April Burbank
Development Manager
Wheaton’s federal lawsuit over religious liberty and contraception has been revived in appellate court, and now all eyes are fixed on the Obama administration’s next move.
The U.S. Court of Appeals for the District of Colombia Circuit released an order on Dec. 18, 2012, that allowed Wheaton’s lawsuit to continue, now combined with a similar suit from Belmont Abbey College.
Both schools had raised concerns that they were being forced to violate their religious beliefs by including certain kinds of contraception in employee insurance plans.
“We believed that the decision at the district court was incorrect, and we’re very pleased that the panel of judges recognized this and reinstated the case,” said President Philip Ryken.
Under the Affordable Care Act, health insurance policies must cover “preventative services” for women, including all contraceptive methods approved by the U.S. Food and Drug Administration. Wheaton filed suit last summer, protesting that the mandate violated the college’s religious freedom by forcing it to cover emergency contraceptive pills that Wheaton believes may cause abortion.
Wheaton and other religious colleges and universities did not meet the government’s criteria for a religious exemption from the mandate, and Ryken said in the summer of 2012 that the college stood to face over $1.35 million in annual fines for noncompliance. The government later allowed Wheaton to qualify for a temporary one-year “safe harbor” from the mandate.
A district court dismissed the case in August 2012, arguing that Wheaton did not stand to face imminent injury from the mandate and that the government was already trying to address the college’s religious liberty concerns.
Like the district court, the appellate court recognized that the Obama administration’s future actions might ultimately make Wheaton’s lawsuit unnecessary.

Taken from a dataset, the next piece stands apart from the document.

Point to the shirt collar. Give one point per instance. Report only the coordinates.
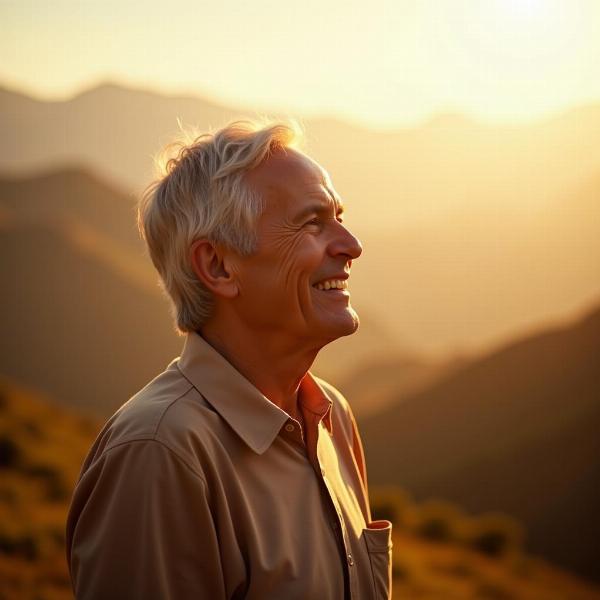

The three-judge panel took the case a step further, however, to ensure that the government follows through with the promises they made.
During oral arguments, a government lawyer said the Obama administration would “never enforce” the current mandate against Wheaton and Belmont Abbey, and that a revised version of the rule was coming this spring.
“We take the government at its word and will hold it to it,” the judges wrote, calling the government lawyers’ promises a “binding commitment.”
The Obama administration initially announced its plans to change the mandate in February 2012, but apart from that announcement, the government has taken no legally binding steps to change the mandate.
“Those nonbinding and temporary promises were made binding and permanent” in appellate court, said Mark Rienzi, a senior counsel for the Becket Fund for Religious Liberty, which represents Wheaton.
The government must issue a revised mandate by the end of March. Until then, Wheaton’s lawsuit has been put on pause, and the government must update the court of its progress every 60 days.
Wheaton’s concerns were not entirely assuaged by this court order, and no one knows what kind of mandate the government will announce this spring. Ryken said the college has no basis for determining whether it will move forward with the case when that announcement comes.
“We are already needing to make health care decisions for the coming academic year, so the need to get this resolved is really in the present, not the future,” Ryken said.